To address the funding gap, the Metropolitan King County Council created the King County Transportation District, which proposed Proposition 1. The proposition includes a 0.1-percent sales-tax increase and a new $60 car-tab fee, which would replace an existing $20 car-tab fee. The funding source would be limited to 10 years, generating $130 million per year. Sixty percent would go to Metro; the rest would go toward improving roads throughout King County.

The impact on an average household would be $11 a month, said King County Regional Initiatives director Diane Carlson. There would be a $20 car-tab rebate for low-income households. Adult and senior bus fares would also increase by 25 cents, and there would be a new low-income fare of $1.25 or $1.50.

The proposition needs a simple majority of 50 percent, plus one, to pass.

If Prop. 1 fails, Metro cuts will be rolled out over four quarters, starting in September 2014, and ending a year later.

Worsening traffic

The vote would not only fund Metro but would also give funding to roads budgets that have been slashed throughout the county. Right now, only top-priority roads or those with safety issues are being fixed, Carlson said. About $16 million of the funds generated will go directly to fix Seattle roads.

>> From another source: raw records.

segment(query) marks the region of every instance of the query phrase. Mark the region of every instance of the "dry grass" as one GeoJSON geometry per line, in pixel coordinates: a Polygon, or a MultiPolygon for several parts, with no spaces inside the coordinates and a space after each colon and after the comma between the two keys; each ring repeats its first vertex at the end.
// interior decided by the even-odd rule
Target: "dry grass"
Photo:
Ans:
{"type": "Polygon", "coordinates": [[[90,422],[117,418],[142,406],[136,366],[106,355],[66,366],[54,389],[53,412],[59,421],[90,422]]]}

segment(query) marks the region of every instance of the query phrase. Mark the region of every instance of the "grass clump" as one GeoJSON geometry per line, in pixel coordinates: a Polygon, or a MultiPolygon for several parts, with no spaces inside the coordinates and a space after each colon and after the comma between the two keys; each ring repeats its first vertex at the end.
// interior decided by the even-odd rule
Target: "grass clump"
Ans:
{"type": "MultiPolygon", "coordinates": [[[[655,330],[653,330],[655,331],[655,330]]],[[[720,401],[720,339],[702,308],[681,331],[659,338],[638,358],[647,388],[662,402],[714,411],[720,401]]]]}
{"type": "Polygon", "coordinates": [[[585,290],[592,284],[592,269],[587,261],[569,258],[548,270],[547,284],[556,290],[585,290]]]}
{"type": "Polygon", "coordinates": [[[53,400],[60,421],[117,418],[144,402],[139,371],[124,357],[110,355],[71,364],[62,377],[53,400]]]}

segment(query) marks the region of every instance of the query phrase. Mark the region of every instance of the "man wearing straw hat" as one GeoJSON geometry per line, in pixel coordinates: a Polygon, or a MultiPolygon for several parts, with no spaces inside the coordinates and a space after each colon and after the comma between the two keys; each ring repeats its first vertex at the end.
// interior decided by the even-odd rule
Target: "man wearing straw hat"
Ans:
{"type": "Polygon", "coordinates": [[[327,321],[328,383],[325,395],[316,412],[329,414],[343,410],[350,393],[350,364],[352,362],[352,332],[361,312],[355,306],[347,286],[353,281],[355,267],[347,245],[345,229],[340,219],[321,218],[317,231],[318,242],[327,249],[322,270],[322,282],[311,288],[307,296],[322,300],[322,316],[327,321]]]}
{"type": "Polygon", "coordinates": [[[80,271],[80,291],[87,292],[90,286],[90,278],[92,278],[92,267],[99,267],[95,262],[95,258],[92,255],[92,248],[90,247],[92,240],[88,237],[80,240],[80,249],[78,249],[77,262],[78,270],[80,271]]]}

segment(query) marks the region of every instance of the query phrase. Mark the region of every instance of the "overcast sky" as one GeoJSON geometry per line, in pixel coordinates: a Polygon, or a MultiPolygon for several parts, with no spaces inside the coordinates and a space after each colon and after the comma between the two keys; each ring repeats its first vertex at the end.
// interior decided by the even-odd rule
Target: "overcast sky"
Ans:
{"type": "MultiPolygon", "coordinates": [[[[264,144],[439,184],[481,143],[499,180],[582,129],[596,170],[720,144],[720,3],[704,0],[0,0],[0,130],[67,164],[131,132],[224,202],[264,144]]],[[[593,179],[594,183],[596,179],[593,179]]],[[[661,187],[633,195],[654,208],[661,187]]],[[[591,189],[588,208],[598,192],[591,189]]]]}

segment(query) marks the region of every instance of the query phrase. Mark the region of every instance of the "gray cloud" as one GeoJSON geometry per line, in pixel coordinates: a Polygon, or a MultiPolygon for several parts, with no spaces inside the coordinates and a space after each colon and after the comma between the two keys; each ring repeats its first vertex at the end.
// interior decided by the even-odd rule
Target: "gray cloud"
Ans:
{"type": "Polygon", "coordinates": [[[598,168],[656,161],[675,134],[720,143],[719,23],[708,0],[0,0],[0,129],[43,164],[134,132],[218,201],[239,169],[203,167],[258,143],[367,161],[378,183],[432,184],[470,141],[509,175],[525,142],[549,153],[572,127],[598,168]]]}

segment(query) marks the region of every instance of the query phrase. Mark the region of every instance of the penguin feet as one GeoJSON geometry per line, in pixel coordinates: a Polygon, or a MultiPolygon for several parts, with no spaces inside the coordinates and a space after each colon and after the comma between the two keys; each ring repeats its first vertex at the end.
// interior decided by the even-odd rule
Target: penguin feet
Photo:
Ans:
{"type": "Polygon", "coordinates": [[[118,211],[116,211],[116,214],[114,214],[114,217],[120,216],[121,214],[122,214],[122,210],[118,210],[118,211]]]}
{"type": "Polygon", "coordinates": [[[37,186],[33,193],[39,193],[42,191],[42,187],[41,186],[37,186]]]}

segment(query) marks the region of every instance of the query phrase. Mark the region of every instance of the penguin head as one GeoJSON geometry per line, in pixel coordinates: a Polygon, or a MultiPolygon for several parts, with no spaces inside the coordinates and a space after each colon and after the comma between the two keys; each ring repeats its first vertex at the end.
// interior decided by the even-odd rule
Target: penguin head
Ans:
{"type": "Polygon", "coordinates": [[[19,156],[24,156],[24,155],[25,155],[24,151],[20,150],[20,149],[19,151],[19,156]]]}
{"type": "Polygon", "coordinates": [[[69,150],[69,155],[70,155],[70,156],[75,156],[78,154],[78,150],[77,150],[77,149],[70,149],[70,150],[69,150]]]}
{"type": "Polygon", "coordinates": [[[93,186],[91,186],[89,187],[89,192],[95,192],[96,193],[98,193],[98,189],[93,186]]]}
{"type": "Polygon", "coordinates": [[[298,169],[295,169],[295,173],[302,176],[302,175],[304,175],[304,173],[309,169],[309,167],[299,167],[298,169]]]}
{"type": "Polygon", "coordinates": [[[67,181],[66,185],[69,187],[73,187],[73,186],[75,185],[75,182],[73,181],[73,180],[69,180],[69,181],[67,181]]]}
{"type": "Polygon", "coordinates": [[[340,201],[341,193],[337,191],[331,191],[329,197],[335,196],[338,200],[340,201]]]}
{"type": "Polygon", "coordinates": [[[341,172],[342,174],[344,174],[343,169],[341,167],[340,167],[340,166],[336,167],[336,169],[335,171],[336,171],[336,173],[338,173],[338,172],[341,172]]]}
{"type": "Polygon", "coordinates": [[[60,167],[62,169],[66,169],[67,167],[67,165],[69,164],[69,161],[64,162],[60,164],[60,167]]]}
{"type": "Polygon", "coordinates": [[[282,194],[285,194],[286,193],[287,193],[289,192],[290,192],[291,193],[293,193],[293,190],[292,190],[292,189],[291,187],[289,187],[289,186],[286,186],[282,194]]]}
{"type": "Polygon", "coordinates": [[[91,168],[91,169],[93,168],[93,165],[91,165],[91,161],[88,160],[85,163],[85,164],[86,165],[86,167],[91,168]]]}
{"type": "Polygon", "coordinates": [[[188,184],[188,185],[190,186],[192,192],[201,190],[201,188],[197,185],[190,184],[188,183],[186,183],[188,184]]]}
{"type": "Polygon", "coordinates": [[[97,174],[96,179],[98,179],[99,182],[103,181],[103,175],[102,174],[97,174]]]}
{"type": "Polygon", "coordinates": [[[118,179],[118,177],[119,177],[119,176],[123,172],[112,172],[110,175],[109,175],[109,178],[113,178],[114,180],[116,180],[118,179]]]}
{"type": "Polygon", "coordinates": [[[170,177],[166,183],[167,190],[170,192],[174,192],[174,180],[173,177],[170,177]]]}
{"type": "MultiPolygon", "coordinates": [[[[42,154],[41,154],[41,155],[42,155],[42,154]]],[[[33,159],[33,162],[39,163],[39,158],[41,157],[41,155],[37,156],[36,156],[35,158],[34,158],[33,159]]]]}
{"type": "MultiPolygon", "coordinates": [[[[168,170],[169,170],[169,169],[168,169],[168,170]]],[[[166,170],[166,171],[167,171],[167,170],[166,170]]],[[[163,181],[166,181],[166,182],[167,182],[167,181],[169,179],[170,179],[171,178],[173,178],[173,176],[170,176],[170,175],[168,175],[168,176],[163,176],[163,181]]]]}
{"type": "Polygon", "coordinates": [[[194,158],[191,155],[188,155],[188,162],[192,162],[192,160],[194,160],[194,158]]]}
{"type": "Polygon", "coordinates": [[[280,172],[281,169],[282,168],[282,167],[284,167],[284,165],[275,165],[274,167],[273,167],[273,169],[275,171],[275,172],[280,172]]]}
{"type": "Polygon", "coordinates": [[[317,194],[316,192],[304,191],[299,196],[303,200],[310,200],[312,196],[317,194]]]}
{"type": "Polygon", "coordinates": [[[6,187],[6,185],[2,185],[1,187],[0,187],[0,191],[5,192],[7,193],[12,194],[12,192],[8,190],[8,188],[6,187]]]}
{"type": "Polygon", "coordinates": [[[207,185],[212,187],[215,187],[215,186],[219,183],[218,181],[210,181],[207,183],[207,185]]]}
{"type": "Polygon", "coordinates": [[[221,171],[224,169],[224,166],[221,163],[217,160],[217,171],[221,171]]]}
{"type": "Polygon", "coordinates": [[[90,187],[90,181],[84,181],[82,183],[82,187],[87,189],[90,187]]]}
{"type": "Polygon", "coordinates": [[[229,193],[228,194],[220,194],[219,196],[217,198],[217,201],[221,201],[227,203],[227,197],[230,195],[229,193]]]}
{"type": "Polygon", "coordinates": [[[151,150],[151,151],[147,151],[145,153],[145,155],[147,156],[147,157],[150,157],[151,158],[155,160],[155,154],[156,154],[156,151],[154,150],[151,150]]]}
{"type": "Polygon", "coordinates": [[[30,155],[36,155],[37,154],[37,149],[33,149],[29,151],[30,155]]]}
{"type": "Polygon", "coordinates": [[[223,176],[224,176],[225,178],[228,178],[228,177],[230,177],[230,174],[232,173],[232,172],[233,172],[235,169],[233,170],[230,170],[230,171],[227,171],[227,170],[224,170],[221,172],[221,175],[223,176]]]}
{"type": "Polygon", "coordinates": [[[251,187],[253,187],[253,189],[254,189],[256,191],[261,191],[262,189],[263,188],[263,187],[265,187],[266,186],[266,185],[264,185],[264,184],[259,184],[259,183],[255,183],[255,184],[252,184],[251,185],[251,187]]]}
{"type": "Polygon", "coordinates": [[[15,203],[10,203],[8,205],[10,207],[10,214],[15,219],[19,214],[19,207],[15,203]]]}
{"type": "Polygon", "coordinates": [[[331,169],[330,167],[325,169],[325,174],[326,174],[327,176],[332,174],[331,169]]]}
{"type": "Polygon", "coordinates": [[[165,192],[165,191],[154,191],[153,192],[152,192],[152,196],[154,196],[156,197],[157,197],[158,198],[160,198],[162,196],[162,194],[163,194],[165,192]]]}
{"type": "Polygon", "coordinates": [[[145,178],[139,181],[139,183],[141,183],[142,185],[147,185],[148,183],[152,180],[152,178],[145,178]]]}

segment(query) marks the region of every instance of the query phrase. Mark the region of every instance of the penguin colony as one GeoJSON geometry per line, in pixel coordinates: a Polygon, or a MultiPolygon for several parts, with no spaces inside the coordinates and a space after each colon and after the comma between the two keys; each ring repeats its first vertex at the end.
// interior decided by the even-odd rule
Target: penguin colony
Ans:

“It’s fair to say this will impact 100 percent of [commuters],” said April Putney, from the Move King County Now campaign, adding people will return to driving if they do not have a viable public-transportation option. Estimates are that 30,000 more cars may be on the road if Metro funding gets cut.

“If we think traffic is bad now,” it will only get worse, she said.

Putney works on a team that is trying to inform voters about the first-ever county special election, on April 22. Not many people know the election, conducted through mail-in ballots, even exists.

The campaign will doorbell in Queen Anne on April 5. (To volunteer to doorbell, visit or email

“No community will be spared by these bus cuts,” Putney said.